“Buang itu gitar! Atau...” hardik Pak Wirman.
Untung ada Pak Badrudin. Lagi-lagi Pak Badrudin inilah yang menyelamatkan Mudofar. Setelah dijelaskan Pak Badrudin sebagai guru agama, barulah Pak Wirman mau memmahami. Atau lebih tepatnya terpaksa memahami. Soalnya, muka Pak Wirman masih bersungut-sungut. Masih ada sisa-sisa kemarahannya.
“Teruskan ide kamu, Far. Saya setuju dengan apa yang kamu lakukan. Agama tak perlu dianggap menjadi sesuatu yang menakutkan. Agama justru harusnya menjadi tempat yang menyenangkan. Kalau kamu anggap dengan gitar di musola itu membuat anak-anak mau datang ke musola, ya teruskan saja, ya,” kata Pak Badrudin.
“Ya, Pak.”
Tapi sayang.

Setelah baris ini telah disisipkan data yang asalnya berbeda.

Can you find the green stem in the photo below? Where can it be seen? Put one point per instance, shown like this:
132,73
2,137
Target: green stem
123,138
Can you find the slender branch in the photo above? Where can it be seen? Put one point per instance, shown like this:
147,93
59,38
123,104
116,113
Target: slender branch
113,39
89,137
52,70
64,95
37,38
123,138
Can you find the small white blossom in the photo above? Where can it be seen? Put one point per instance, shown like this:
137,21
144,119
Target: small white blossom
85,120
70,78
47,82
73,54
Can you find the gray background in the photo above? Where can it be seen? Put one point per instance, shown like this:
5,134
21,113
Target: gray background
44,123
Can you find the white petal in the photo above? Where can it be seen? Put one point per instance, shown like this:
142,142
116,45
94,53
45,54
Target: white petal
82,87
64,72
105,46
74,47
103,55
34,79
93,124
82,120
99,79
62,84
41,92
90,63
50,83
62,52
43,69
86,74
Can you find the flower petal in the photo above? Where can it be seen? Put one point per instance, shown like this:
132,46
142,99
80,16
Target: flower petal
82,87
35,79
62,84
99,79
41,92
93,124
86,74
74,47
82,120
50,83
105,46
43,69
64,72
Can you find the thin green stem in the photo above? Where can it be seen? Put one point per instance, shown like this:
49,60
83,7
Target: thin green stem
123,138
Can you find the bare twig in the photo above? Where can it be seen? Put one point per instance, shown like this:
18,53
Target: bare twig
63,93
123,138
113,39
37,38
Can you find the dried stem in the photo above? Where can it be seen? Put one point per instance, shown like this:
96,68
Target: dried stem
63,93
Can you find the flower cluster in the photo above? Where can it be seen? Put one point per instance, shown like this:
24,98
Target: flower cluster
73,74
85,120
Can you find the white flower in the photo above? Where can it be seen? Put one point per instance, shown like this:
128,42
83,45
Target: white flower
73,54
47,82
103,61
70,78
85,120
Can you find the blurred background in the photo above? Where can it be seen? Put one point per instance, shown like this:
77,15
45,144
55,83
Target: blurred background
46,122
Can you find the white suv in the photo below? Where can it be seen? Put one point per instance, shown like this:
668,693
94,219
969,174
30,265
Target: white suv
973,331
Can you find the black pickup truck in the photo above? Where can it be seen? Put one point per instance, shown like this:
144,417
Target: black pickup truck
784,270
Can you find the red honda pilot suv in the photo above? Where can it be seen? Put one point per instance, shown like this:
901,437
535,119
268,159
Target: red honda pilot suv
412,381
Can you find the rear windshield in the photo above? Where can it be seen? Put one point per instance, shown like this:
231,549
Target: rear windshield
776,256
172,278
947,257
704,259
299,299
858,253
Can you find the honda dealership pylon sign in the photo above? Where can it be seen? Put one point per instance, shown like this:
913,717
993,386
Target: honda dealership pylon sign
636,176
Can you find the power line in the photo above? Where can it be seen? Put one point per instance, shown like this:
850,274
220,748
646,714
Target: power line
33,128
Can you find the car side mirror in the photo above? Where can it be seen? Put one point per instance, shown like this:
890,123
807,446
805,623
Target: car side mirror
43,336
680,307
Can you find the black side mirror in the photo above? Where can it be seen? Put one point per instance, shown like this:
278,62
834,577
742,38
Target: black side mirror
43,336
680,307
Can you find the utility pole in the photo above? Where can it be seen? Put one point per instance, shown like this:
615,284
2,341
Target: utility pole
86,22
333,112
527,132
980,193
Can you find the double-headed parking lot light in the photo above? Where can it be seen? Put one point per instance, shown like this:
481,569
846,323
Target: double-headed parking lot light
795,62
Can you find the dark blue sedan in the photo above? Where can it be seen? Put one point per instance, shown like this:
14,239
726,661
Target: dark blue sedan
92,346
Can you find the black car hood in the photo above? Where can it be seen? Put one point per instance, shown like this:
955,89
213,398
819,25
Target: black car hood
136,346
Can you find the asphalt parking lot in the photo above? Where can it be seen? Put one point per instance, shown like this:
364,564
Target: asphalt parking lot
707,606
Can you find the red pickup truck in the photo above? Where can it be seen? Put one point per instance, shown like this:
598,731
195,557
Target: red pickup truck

Anak-anak ada yang nakal juga. Imron, anak kelas sembilan satu ternyata merokok di musola. Lebih parahnya lagi. Pas saat Imron merokok, pas pula Pak Wirman melihatnya. Maka senjata baru pasti akan dipergunakan oleh Pak Wirman.
Mudofar hanya pasrah saat mendapat berita Imron merokok di musola sekolah dan ditangkap langsung oleh pak Wirman. Paling-paling dia akan dipecat sebagai ketua Rohis.
Dan betul. Salman yang menyampaikan kalau ketua Rohis sekarang adalah dirinya. Mudofar pun menyingkir. Tak ingin, Mudofar berselisih dengan Salman.
Mudofar pun seperti biasa lagi. Hari-harinya dipergunakan untuk membaca buku di perpustakaan. Tiada hari tanpa perpustakaan.
***
Mudofar masih selalu ke musola. Terutama saat salat Zuhur tiba. Tapi sudah berbeda lagi. Musola sekarang sepi lagi. Tak ada anak-anak yang sekadar duduk di musola. Hanya Mudofar sendiri yang salat. Salman pun sepertinya sudah enggan datang ke musola.
“Salat, Far,” tanya Pak Badrudin yang hendak salat juga.